Contudo, aventurou-se o Legislador por um caminho híbrido, tortuoso e temerário nesta seara. O plenário da Câmara dos Deputados aprovou (13/12/2001) o substitutivo do PL 1873/91, que, em linhas gerais, abrandou a pena para o uso (doravante aplicar-se-ão tão só as chamadas ‘penas alternativas’) e recrudesceu as sanções para o tráfico. Pois bem. Em uma vertente, quanto ao uso, naturalmente, haverá um estímulo por conta das ‘penas alternativas’ que, em nossa realidade, tem a cor, o sabor e o odor da impunidade.

E, na outra vertente, a criminalização mais severa, com os riscos correspondentes, introduzirá uma variável na estrutura do negro mercado, que, provocando a artificial elevação dos preços, irá gerar lucros ainda mais fabulosos (apenas o comércio bélico é mais rentável que o narcotráfico).

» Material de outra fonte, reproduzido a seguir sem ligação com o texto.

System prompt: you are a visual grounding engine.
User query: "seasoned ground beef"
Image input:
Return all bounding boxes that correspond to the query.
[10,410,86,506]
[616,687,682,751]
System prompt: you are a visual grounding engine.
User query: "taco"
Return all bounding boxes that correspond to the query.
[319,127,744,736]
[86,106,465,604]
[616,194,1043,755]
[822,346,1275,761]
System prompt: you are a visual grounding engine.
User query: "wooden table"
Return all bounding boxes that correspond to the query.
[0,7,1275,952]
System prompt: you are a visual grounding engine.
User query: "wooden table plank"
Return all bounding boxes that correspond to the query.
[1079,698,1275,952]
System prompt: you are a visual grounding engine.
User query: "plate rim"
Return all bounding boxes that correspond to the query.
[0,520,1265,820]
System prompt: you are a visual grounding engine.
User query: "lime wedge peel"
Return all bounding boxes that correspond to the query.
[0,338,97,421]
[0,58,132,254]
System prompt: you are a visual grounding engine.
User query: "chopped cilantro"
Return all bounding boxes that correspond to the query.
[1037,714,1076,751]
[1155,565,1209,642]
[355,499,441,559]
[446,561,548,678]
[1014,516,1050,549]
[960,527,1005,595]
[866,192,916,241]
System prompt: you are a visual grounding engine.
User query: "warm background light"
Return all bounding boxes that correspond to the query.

Funcionará, assim, e paradoxalmente, como um dos mais poderosos incentivos à produção e ao comércio de tais mercadorias. A bem da verdade, com o respeito aos que laboraram nesta criação legislativa (com paralelos em outros Países), esta via híbrida, morna, ou a ‘meio-termo’ fomentará a produção, o comércio e o consumo; precisamente o que a sociedade ordeira, perplexa e traumatizada com a criminalidade hodierna e violência correlata, neste País de contrastes tão duros, não merecia…

“Conheço as tuas obras, que nem és frio nem quente. Quem dera fosses frio ou quente. Assim, porque és morno, e não és frio nem quente, vomitar-te-ei da minha boca” (Apocalipse, 3:15/6). O futuro dirá.